Memory Pressure Handling

Graceful callbacks when system memory runs low, allowing your training to adapt rather than crash.

🌐

Distributed Primitives

OS-level barrier and all-reduce operations for multi-node training with lower latency than userspace implementations.

The Training Workload API

The Training Workload API (libmlos-training) provides a C interface that can be used directly or through language bindings.
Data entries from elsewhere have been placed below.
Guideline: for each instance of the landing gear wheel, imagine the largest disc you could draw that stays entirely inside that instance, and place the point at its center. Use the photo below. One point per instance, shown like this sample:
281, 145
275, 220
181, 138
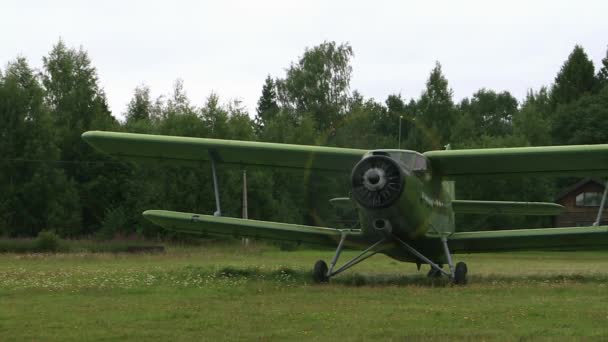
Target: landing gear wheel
434, 273
460, 273
319, 272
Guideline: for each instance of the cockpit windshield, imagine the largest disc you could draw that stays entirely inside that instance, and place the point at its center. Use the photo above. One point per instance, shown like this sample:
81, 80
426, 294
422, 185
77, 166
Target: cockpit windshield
411, 160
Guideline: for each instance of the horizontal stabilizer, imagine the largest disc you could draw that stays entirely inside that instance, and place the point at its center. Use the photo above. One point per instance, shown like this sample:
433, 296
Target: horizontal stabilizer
575, 160
194, 150
572, 238
506, 208
229, 226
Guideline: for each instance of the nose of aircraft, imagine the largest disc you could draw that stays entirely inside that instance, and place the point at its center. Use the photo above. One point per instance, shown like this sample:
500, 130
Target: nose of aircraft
377, 181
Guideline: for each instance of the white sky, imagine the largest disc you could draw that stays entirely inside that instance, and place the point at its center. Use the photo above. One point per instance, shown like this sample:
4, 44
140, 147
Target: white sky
229, 47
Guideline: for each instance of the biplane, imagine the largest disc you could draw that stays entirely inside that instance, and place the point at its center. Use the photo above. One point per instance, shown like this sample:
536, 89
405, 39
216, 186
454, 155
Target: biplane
405, 200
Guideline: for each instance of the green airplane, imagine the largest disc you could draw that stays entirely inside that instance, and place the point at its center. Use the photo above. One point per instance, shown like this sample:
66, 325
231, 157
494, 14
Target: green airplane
404, 199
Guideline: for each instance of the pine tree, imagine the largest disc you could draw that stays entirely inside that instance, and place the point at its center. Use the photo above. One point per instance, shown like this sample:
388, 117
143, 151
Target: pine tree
140, 106
318, 84
602, 74
267, 105
436, 110
575, 78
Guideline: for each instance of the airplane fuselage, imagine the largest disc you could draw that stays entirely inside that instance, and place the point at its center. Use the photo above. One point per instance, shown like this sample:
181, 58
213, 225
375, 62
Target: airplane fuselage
396, 192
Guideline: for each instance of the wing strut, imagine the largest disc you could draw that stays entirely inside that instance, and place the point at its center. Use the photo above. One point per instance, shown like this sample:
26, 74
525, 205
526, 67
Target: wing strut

The API is designed around the concept of training workloads - long-running processes that go through predictable phases.

Training Phases

MLOS recognizes six distinct training phases, each with different resource characteristics:

Phase	Constant	Priority	Characteristics
Idle	`MLOS_TRAINING_PHASE_IDLE`	Lowest	Workload inactive, minimal resources
Data Loading	`MLOS_TRAINING_PHASE_DATA_LOADING`	Low	I/O bound, prefetch optimization
Forward Pass	`MLOS_TRAINING_PHASE_FORWARD`	Normal	Compute bound, cache-friendly
Backward Pass	`MLOS_TRAINING_PHASE_BACKWARD`	High	Compute + memory, gradient pinning
Optimizer	`MLOS_TRAINING_PHASE_OPTIMIZER`	Normal	Weight updates, bandwidth-sensitive
Checkpoint	`MLOS_TRAINING_PHASE_CHECKPOINT`	Critical	I/O bound, memory-locked

Core API Functions

mlos_training.h C Header

/* Resource management */
int mlos_training_request_resources(
    const mlos_training_resource_request_t* request,
    mlos_training_resources_t** resources
);

int mlos_training_release_resources(
    mlos_training_resources_t* resources
);

/* Thread binding */
int mlos_training_bind_thread(
    mlos_training_resources_t* resources,
    pthread_t thread,
    int cpu_index
);

/* Phase hints */
int mlos_training_set_phase(
    mlos_training_resources_t* resources,
    mlos_training_phase_t phase
);

/* Memory pressure callbacks */
int mlos_training_register_memory_callback(
    mlos_training_resources_t* resources,
    mlos_memory_callback_t callback,
    void* user_data
);

/* Checkpoint buffers */
void* mlos_training_alloc_checkpoint_buffer(
    mlos_training_resources_t* resources,
    size_t size
);

/* Distributed primitives */
int mlos_training_barrier(
    mlos_training_resources_t* resources,
    int rank,
    int world_size
);

int mlos_training_allreduce(
    mlos_training_resources_t* resources,
    void* data,
    size_t count,
    mlos_reduce_op_t op
);

Getting Started

Prerequisites

Before you begin, ensure you have:

MLOS Core v7.1.0 or later installed
Axon v3.1.9 or later for model management
Linux kernel 5.15+ (for full feature support)
Your preferred ML framework (PyTorch, TensorFlow, JAX)

Installation

Terminal Installation

# Install MLOS Core
curl -fsSL https://mlosfoundation.org/install.sh | bash

# Verify installation
mlos --version
# MLOS Core v7.1.0 (Training API enabled)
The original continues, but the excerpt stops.